I remained kneeling, gazing at the prints—or at least at the spot where Bob Torrez said they were. “Shit,” I said, and shook my head. It was more than just a comment on the current state of affairs, particularly those that included the dead Sam Carter. Torrez caught the inflection and looked sharply at me.
“What?”
I took a deep breath and then pushed myself to my feet. “It was no casual robbery. Not shooting him in the back of the head like that. And unless Sam’s lying right on top of it, I don’t see a weapon, either. Nothing left behind.”

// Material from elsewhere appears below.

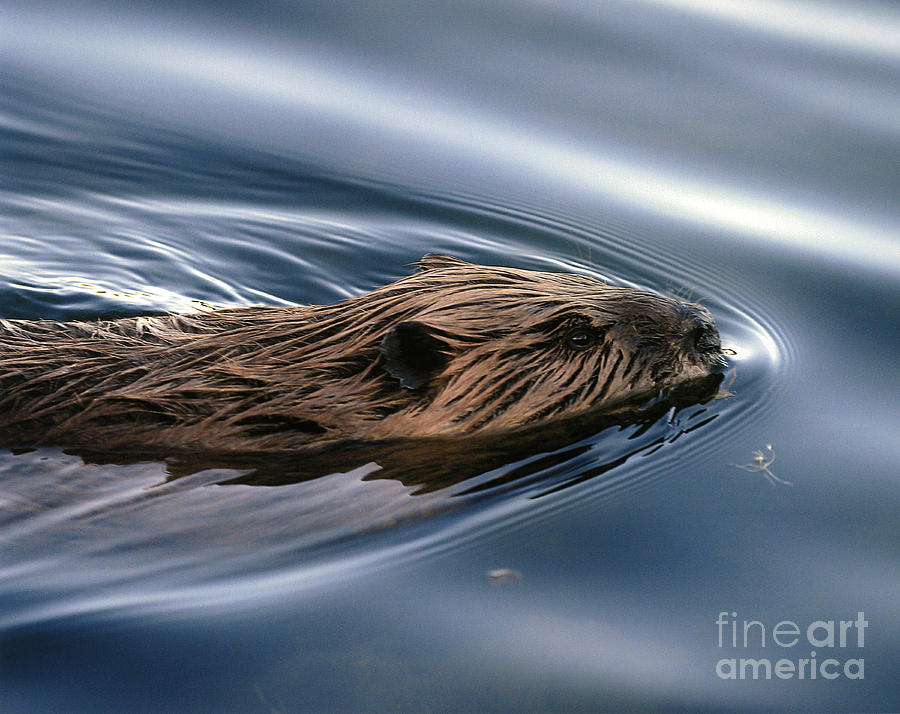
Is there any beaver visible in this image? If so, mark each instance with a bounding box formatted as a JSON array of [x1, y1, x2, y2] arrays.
[[0, 255, 724, 453]]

Torrez looked sideways at me. He held out a thumb. “Kenny Carter is home, under surveillance. Sam’s wife could have done it, but she’s bowling. I already verified that with a phone call after we stopped by there and saw Kenny. Grace Sisson is home, and has been ever since she came back from Las Cruces. Jennifer was locked in a motel room, waiting for her sugar daddy, here.” He gazed down at the corpse and then back at me. “So who does that leave?”
“I don’t know,” I said. “I wish to hell I did.” I looked down the aisle. “Tell you what. You don’t need me here. While you’re working this, I’m going to go back upstairs and turn that office upside down. I gave it a once-over, but now…” I hesitated. “And don’t forget to have Gayle, or someone else who’s good at that sort of thing, break the news to MaryBeth Carter.” I turned to go, then stopped. “And make sure you give our brilliant assistant DA a call. He should be in on this. If you don’t, you’ll be on his shit list for life. And he’s too stupid to have as an enemy.”
I looked down at the remains of Sam Carter. As bad as I felt about not being able to save Sam Carter from his own foolishness, some ideas were beginning to coalesce in my mind that were making me feel a whole lot worse.